Geever,
One thing I do agree with (conceptually) is the inconsistency in the vision - on one hand the entire world is ENTIRELY dependent on a tiny band of irreplacable mutant hardnuts in Phalanx to defend it, nobody else can do anything; on the other hand Phalanx is only ever one month of bad missions away from losing the confidence of the nations. I can understand politicians saying "you're never getting another dime off us" but what about the half billion or so people in each nation who think of Phalanx as the only thing standing between them and the alien menace?
I have thought of a compromise which resolves that logical inconsistency without affecting gameplay... "venture capitalism". You ever seen that Nicholas Cage film where he's an arms dealer and his downed jet is stripped down to the wheels by enterprising nomads? Imagine that's how UFOs "go" if you don't intercept them...
If you shoot down a UFO and don't intercept it, let's assume (purely from a plot perspective) that a very small contingent of Ferengi-like capitalists in each nation aren't going to pass up the opportunity to make a fast buck even if they don't know one end of a gun from the other. They would hear about the crashed UFO, slowly make their way to the crash site, secure the perimeter, starve the aliens out, then steal the craft. Strip out the tech and pack the UFO out with C4, kaboom! Even the alien materials would be easy to move.

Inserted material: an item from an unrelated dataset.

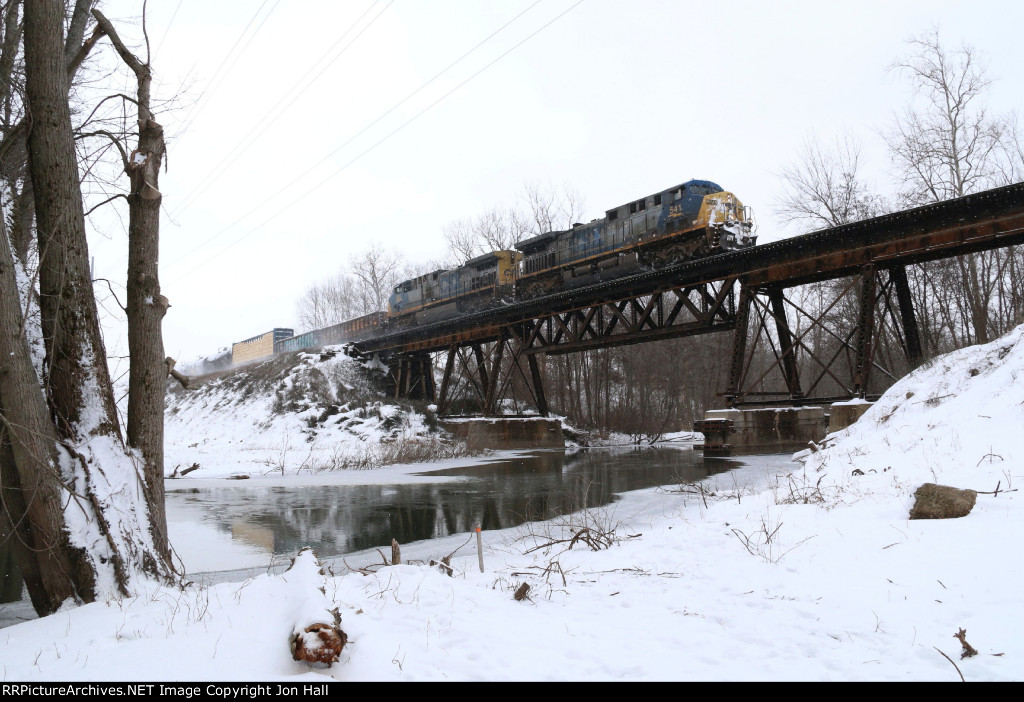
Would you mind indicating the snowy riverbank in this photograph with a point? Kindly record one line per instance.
(808, 571)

3-6 months later the small arms (weapons, ammo) and Alien Materials that you've researched, from each crashed ship not recovered, start appearing in the world market but at a very inflated price.
I wouldn't advise making anything large accessible in this way, as it'd then amount to a cheap alternative to the workshop - only stuff you can acquire without dismantling a UFO in a controlled manner.